"I'm sure she never means to
be unkind."
"She isn't unkind!" said Geoffrey with energy. "It's the natural fated
thing. We are all the slaves of her car and she knows it. When she was in
the stage of quarrelling with us all, it was just fun. But if Helena
grows as delicious--as she promised to be last week--" He shrugged his
shoulders, with a deep breath--"Well,--she'll have to marry somebody some
day--and the rest of us may drown! Only, if you're to be umpire--and she
likes you so much that I expect you will be--play fair!"
He held out his hand, and she put hers into it, astonished to realize
that her own eyes were full of tears.
"I'm a mass of dust--I must go and change before tea," he said abruptly.
He went into the house, and she was left to some agitated thinking.
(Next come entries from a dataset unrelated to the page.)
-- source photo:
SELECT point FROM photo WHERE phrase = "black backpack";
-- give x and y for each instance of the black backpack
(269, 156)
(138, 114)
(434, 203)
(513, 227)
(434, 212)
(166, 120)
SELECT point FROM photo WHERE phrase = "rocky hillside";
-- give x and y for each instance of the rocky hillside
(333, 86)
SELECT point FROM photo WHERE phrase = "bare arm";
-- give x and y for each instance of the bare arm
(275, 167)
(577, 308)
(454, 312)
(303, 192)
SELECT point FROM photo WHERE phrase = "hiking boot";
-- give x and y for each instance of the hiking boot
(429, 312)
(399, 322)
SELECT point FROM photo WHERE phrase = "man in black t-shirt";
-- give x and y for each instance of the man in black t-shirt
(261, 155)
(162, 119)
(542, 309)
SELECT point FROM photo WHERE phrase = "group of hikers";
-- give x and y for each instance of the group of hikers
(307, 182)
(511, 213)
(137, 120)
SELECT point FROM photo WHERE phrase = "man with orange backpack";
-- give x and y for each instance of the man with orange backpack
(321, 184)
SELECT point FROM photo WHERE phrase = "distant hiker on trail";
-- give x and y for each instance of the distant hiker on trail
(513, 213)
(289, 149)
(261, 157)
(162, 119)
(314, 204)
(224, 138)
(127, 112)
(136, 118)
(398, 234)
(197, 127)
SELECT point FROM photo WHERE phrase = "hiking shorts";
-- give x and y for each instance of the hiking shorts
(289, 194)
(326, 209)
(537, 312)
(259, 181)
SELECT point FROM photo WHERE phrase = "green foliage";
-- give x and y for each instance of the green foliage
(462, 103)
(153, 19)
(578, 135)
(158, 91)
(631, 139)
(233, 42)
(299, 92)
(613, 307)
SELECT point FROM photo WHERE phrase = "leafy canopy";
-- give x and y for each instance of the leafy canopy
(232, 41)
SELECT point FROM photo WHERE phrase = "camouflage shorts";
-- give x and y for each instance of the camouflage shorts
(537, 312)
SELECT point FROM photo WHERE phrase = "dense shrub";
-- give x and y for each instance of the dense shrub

An hour later, the broad lawns of Beechmark, burnt yellow by the May
drought, were alive with guests, men in khaki and red tabs, fresh from
their War Office work; two naval Commanders, and a resplendent
Flag-Lieutenant; a youth in tennis flannels, just released from a city
office, who seven months earlier had been fighting in the last advance of
the war, and a couple of cadets who had not been old enough to fight at
all; girls who had been "out" before the war, and two others, Helena's
juniors, who were just leaving the school-room and seemed to be all aglow
with the excitement and wonder of this peace-world; a formidable
grey-haired woman, who was Lady Mary Chance; Cynthia and Georgina Welwyn,
and the ill-dressed, arresting figure of Mr.